Running around...and around...and around

Since they are running in opposite directions and meet every 15 seconds, they run a combined 1 lap every 15 seconds. In 15 seconds, Donovan runs $\frac{15}{40}$ of a lap, so Carl must run $1-\frac{15}{40} = \frac{25}{40}$ of a lap.

Thus, in 1 second, Carl runs $\frac{\frac{25}{40}}{15} = \frac{1}{24}$ of a lap, so it takes him 24 seconds to run 1 lap.

Donovan completes a lap in 40 sec. Lets assume length of lap is 40 units. So in 15 sec, Donovan completes 15 units and meets Carl for 1st time. That means Carl completed (40-15)=25 units in opposite direction in 15 sec. That is, 5units every 3 seconds.

Carl has to complete 15 more units - which he can do in 9 more seconds. So total time taken by Carl is 24 seconds.

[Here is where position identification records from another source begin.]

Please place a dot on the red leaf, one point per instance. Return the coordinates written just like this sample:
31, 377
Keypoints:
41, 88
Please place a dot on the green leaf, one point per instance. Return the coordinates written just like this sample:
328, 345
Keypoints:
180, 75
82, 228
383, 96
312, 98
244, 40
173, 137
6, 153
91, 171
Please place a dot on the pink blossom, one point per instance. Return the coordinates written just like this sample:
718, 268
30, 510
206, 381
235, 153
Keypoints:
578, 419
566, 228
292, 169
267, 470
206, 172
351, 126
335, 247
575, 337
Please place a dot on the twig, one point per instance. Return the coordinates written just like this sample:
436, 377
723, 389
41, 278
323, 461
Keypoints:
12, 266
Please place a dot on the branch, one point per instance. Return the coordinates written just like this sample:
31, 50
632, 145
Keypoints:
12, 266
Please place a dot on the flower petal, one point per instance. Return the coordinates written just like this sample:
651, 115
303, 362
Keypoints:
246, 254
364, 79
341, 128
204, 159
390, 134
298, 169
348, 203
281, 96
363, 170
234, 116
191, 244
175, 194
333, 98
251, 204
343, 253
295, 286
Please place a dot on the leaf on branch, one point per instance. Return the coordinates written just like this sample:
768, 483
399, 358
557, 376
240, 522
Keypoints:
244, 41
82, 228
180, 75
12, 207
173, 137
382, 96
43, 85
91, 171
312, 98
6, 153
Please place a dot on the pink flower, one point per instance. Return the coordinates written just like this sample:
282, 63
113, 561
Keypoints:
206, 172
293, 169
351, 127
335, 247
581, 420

Let speed of donovan be x and that of Carl be y so total distance is 40x now 15(x+y)=40x. So x/y=5/3 sox/y=time taken by x/time taken by y so y=40*3/5=24. So answer is 24 seconds

Suppose two person G and B are running on track.

G runs x(m/s) then track length = 40x(m). B runs y(m/s) ; covered length by B in 15s is = 15y(m).

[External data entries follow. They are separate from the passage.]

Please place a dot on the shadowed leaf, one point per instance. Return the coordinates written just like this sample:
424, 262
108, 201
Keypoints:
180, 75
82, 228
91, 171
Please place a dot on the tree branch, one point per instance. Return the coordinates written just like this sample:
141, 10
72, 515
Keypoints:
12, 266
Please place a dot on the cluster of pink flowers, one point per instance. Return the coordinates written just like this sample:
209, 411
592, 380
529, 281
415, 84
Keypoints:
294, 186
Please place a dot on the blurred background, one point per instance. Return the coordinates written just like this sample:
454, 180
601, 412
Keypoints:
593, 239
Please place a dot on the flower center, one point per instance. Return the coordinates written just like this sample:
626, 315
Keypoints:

Covered length by G in 15s is = 15x(m).

Rest length covered by B = 40x-15x = 25x ( which is = 15y ). if 25x = 15y then 40x = 24y (track length)

Hence; B complete 1 lap in 24 seconds with speed y(m/s).

Let Carl completes 1 lap in x minutes. In 15 minutes together they complete 1 lap. So 15/40 + 15/x = 1 , So x = 24 minutes

Let us assume that the track is 120m.

D started running and completed the track in 40s.

His speed is 120m/40s = 3m/s.

Distance covered by D in 15 secs= 15s×3m/s=45m.

Now C started from the other direction so he covered 120m-45m=75m (when he met D) in 15s.

Speed of C=75m/15s =5m/s.

Time taken to complete 120m = (120m)/(5m/s)=24s.

Let the Length of the Track be K meters.

Let time taken by Carl to Complete a Lap be M seconds.

Speed of Donovan = (K/40) m/s

Speed of Carl = (K/M) m/s

According to question, they meet every 15 seconds, Let X be the distance travelled by Carl from Lap Point to the Point where they both meet. Then,

X/(Speed of Carl) = (K-X)/(Speed of Donovan) = 15 Seconds....

Firstly, (K-X)/(K/40) = 15

or, 40(K-X)/K = 15

or, 40[1-(X/K)] = 15

or, (X/K)= 1 - (15/40) = (5/8)....(i)

Secondly, X/(K/M) = 15

or, M = 15(K/X) = 15(8/5) = 24...

or, M = 24 Seconds....Ans...

Let x be the total length of the path in meters, and t be the time in seconds required for Carl to take the lap. The speed of Donovan is $\frac {x}{40}$ , so in 15 seconds he travelled $\frac {x}{40} \times 15$ meters. Similarly Carl travelled $\frac {x}{t} \times 15$ meters. Let they start from the same point. They ran in opposite directions and they met after 15 seconds, so the sum of the distance they have travelled should equal the path length x. Thus we have $\frac {x}{40} \times 15 + \frac {x}{t} \times 15 = x$ . We can divide each side by x and we get t = 24 seconds

AFter 15 seconds, Donavan has run 15/40 of a lap and Carl 25/40 of a lap. 15/x = 25/40 -> x=24

They meet every 15 seconds. 1 second they run 1/15 of a lap.

Donovan run 1/40 of a lap, so Carl run 1/15 - 1/40 = 1/24 of a lap.

Therefore it takes Carl $\boxed{24}$ seconds to complete a lap.